On February 15, 2016, Johnson signed with Capitanes de Arecibo of the Puerto Rican League.

===2016–17 season===
In July 2016, Johnson played for the Portland Trail Blazers in the Las Vegas Summer League.

===2017–18 season===
Between June and October 2017, Johnson played in China for the Anhui Dragons of the NBL. He then moved to Croatia for the 2017–18 season to play for Cedevita Zagreb.

===2018–19 season===
Between October 2018 and January 2019, Johnson played in Lebanon for Homenetmen Beirut B.C. In April 2019, he played for Shabab Al Ahli during the FIBA Asia Champions Cup GBA Qualifiers.

===2019–20 season===
Johnson returned to Shabab Al Ahli for the 2019–10 season.
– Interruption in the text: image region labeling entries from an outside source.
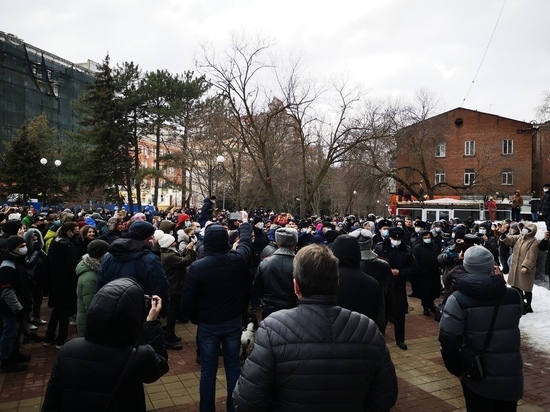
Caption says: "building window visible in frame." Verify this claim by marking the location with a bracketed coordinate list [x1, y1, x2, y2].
[502, 139, 514, 156]
[502, 169, 514, 186]
[435, 142, 447, 157]
[464, 169, 476, 186]
[464, 140, 476, 156]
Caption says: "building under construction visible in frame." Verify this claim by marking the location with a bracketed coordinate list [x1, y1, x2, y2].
[0, 31, 95, 145]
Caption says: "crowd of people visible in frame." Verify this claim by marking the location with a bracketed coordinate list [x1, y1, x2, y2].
[0, 185, 550, 411]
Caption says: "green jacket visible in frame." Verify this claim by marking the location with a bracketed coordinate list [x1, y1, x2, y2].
[76, 254, 100, 336]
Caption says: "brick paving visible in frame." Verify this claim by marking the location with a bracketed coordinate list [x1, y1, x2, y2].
[0, 298, 550, 412]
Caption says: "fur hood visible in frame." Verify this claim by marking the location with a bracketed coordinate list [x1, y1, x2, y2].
[23, 227, 44, 249]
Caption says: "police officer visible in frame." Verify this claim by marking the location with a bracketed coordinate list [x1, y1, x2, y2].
[374, 227, 418, 350]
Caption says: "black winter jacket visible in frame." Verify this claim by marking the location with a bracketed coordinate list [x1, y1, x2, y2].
[233, 295, 397, 412]
[254, 249, 298, 309]
[48, 236, 80, 309]
[42, 279, 168, 412]
[439, 273, 523, 401]
[182, 223, 252, 325]
[360, 258, 394, 335]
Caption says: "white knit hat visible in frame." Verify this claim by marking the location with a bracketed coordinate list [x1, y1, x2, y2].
[157, 233, 176, 249]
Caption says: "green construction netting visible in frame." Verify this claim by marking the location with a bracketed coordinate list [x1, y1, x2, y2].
[0, 32, 94, 146]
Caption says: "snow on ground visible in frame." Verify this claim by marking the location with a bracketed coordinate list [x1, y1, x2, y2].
[519, 222, 550, 356]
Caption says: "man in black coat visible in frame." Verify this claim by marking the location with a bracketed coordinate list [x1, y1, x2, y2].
[44, 222, 80, 349]
[439, 246, 523, 411]
[182, 222, 252, 411]
[233, 244, 397, 412]
[253, 227, 298, 319]
[374, 227, 418, 350]
[351, 229, 394, 335]
[332, 235, 380, 321]
[42, 278, 168, 412]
In January 2020, he moved to Japan to play for SeaHorses Mikawa.

===2020–21 season===
In March 2021, Johnson had a short stint in Bahrain with Al-Muharraq SC.

On April 20, 2021, Johnson signed with the Auckland Huskies for the 2021 New Zealand NBL season. He left the Huskies on July 8 to return to the United States to play in the Big3 league. He averaged 20.1 points, 11.0 rebounds, 2.9 assists and 1.7 blocks per game with the Huskies.

===2021–22 season===
After a stint in the Dominican Republic with Parque Hostos, Johnson moved to Saudi Arabia in December 2021 to play for Al-Nassr BC. In 15 games, he averaged 25.1 points, 15.7 rebounds, 3.7 assists and 1.7 blocks per game.
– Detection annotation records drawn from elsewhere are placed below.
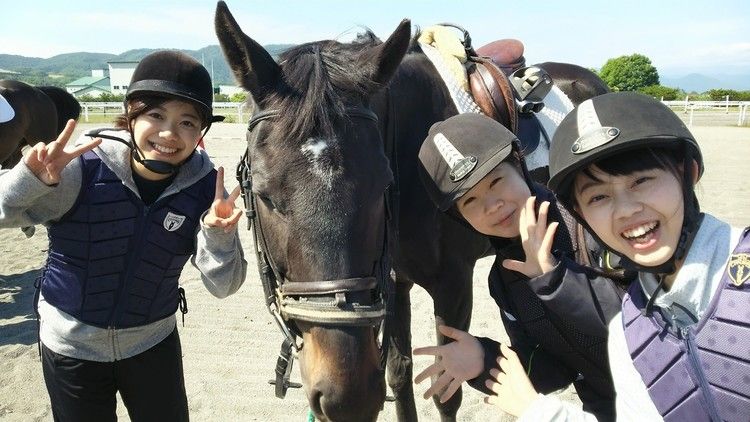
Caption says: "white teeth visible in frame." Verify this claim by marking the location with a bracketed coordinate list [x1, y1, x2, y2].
[151, 144, 177, 154]
[622, 221, 658, 239]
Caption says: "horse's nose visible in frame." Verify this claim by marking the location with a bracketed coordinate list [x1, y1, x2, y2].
[309, 378, 385, 422]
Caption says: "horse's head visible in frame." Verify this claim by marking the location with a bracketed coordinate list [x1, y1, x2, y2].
[216, 2, 410, 420]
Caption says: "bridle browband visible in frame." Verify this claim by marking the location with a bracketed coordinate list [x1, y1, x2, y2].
[237, 106, 392, 398]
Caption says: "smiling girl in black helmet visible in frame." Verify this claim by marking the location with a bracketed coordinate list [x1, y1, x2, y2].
[0, 51, 246, 422]
[489, 93, 750, 421]
[414, 114, 624, 420]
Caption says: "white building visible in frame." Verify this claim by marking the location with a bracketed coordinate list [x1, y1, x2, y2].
[107, 61, 138, 95]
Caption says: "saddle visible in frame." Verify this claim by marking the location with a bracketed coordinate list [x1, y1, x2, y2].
[466, 56, 518, 133]
[432, 27, 526, 133]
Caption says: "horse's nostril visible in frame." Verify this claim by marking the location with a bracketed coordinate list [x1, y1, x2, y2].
[309, 389, 323, 416]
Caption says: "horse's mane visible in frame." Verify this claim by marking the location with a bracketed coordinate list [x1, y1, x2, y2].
[268, 30, 381, 141]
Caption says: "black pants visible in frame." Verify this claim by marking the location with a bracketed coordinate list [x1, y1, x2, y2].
[42, 328, 188, 422]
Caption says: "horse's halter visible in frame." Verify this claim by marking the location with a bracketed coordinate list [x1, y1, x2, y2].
[237, 106, 391, 398]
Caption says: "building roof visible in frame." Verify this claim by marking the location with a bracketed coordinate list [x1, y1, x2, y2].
[65, 76, 109, 91]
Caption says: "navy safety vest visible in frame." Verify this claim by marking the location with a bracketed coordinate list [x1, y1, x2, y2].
[42, 151, 216, 328]
[622, 229, 750, 422]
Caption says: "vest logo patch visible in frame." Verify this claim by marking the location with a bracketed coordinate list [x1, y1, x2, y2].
[727, 253, 750, 287]
[164, 211, 185, 232]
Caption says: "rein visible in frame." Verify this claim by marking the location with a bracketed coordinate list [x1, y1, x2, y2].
[237, 103, 393, 398]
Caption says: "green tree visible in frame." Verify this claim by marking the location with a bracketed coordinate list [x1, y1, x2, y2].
[638, 85, 685, 101]
[214, 94, 229, 103]
[599, 54, 659, 91]
[229, 92, 247, 103]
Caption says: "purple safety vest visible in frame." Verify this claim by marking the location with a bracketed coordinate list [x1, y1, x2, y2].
[622, 228, 750, 422]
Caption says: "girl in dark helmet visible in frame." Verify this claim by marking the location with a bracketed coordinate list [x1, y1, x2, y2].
[414, 114, 623, 420]
[484, 93, 750, 421]
[0, 51, 247, 422]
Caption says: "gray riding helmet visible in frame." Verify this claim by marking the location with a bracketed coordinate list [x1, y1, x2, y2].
[419, 113, 518, 211]
[547, 92, 703, 193]
[548, 92, 703, 276]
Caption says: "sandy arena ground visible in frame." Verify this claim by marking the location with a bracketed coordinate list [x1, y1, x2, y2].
[0, 120, 750, 421]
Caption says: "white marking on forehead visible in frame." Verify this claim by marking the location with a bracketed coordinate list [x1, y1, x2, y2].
[300, 138, 340, 190]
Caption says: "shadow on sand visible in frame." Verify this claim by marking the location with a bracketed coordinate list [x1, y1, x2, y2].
[0, 270, 40, 346]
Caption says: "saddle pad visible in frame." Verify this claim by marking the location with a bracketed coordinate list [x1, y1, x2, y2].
[419, 43, 484, 114]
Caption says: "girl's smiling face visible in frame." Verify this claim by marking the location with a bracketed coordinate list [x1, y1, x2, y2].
[456, 161, 531, 238]
[573, 165, 684, 267]
[132, 100, 202, 180]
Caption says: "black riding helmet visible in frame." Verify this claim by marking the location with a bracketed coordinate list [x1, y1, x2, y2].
[125, 50, 224, 174]
[419, 113, 531, 211]
[548, 92, 703, 276]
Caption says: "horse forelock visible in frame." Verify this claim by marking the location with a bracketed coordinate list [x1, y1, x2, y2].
[267, 36, 380, 144]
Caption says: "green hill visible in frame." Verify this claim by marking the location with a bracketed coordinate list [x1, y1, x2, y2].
[0, 44, 292, 86]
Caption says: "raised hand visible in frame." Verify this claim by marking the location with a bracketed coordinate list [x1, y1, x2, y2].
[503, 196, 559, 278]
[23, 119, 102, 185]
[484, 344, 538, 417]
[203, 167, 242, 233]
[413, 325, 484, 403]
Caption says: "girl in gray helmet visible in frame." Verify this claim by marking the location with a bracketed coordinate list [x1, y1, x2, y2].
[414, 114, 623, 420]
[490, 93, 750, 421]
[0, 51, 247, 422]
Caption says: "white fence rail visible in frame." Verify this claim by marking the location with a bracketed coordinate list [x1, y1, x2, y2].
[662, 99, 750, 126]
[81, 100, 750, 126]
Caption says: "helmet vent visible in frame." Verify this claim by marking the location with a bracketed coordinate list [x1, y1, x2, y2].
[432, 133, 477, 182]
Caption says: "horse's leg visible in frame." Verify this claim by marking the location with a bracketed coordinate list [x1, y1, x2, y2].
[428, 256, 474, 422]
[387, 275, 417, 422]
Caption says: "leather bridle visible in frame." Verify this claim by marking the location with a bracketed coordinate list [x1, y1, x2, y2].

On April 21, 2022, Johnson signed with the Auckland Tuatara for the 2022 New Zealand NBL season, returning to the rebranded Auckland franchise. He left the team mid-season to return to the Big3 league, but then returned to the Tuatara for the final regular season game and finals.

===2022–23 season===
On August 23, 2022, Johnson signed with Taipei Fubon Braves of the P. League+.

===2023–24 season===
Johnson returned to Taipei Fubon Braves for the 2023–24 season.

===2024–25 season===
On July 24, 2024, Johnson signed with New Taipei Kings of the Taiwan Professional Basketball League (TPBL). On April 3, 2025, Johnson was not registered in the 2024–25 TPBL season final rosters. But Johnson would play for 2025 Basketball Champions League Asia-East. On June 8, New Taipei Kings announced that Johnson had left the team.

===2025–26 season===
In January 2026, Johnson joined Al-Nassr BC in Saudi Arabia.
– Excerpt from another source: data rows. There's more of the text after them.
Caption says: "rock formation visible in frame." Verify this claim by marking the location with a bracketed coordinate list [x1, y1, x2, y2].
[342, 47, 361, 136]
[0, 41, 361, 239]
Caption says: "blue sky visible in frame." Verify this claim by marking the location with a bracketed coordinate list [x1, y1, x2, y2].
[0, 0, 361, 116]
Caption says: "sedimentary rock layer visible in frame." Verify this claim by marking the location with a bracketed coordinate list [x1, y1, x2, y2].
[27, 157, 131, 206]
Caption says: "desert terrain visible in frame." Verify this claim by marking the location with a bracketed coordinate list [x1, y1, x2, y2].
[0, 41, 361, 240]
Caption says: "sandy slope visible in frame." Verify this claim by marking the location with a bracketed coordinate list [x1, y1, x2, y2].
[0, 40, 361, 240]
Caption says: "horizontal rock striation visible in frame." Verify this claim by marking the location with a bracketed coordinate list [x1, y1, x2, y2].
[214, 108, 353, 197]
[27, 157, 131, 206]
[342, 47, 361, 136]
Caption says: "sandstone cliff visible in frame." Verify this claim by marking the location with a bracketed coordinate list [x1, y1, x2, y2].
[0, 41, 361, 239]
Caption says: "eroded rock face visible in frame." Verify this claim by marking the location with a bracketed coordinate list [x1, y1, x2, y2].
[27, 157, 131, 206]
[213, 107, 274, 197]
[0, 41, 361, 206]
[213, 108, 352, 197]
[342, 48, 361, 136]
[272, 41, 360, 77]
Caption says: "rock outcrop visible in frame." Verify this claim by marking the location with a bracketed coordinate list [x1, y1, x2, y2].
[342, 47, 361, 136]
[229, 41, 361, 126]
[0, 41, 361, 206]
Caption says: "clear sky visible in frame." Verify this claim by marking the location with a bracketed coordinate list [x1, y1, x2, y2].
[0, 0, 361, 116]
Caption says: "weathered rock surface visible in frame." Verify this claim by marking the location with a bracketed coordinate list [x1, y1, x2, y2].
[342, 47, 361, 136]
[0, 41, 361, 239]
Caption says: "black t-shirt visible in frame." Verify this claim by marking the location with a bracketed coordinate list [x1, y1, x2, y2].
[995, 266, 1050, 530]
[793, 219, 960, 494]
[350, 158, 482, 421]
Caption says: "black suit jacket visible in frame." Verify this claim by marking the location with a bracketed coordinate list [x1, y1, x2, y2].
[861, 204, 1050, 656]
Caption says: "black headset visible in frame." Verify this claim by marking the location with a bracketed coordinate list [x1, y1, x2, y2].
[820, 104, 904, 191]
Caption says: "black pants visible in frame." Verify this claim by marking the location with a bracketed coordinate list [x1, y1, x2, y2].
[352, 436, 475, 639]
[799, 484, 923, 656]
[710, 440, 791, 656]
On April 9, 2026, Johnson signed with the Auckland Tuatara for the 2026 New Zealand NBL season, returning to the franchise for a third stint.

==NBA career statistics==

===Regular season===

| Year | Team | GP | GS | MPG | FG% | 3P% | FT% | RPG | APG | SPG | BPG | PPG |
|---|---|---|---|---|---|---|---|---|---|---|---|---|
| 2010–11 | Portland | 10 | 1 | 10.6 | .389 | .000 | .722 | 2.7 | .2 | .3 | .6 | 2.7 |
| 2010–11 | Boston | 4 | 0 | 8.0 | .667 | .000 | 1.000 | 1.3 | .3 | .0 | .8 | 1.5 |
| 2011–12 | Portland | 20 | 0 | 4.7 | .478 | .000 | .833 | .9 | .1 | .1 | .4 | 1.6 |
| 2011–12 | New Orleans | 7 | 0 | 11.7 | .500 | .000 | .714 | 3.1 | .1 | .7 | .1 | 3.3 |
| 2012–13 | Minnesota | 30 | 0 | 9.5 | .640 | .000 | .618 | 2.0 | .3 | .2 | .9 | 3.9 |
| Career |  | 71 | 1 | 8.4 | .562 | .000 | .699 | 1.9 | .2 | .2 | .6 | 2.9 |

===Playoffs===

| Year | Team | GP | GS | MPG | FG% | 3P% | FT% | RPG | APG | SPG | BPG | PPG |
|---|---|---|---|---|---|---|---|---|---|---|---|---|
| 2011 | Portland | 4 | 0 | 4.8 | 1.000 | .000 | 1.000 | 1.3 | .0 | .0 | .5 | 1.0 |
| Career |  | 4 | 0 | 4.8 | 1.000 | .000 | 1.000 | 1.3 | .0 | .0 | .5 | 1.0 |

==Personal life==
Johnson's wife Tammy is from Takapuna, New Zealand. The couple have twins that were born in 2020.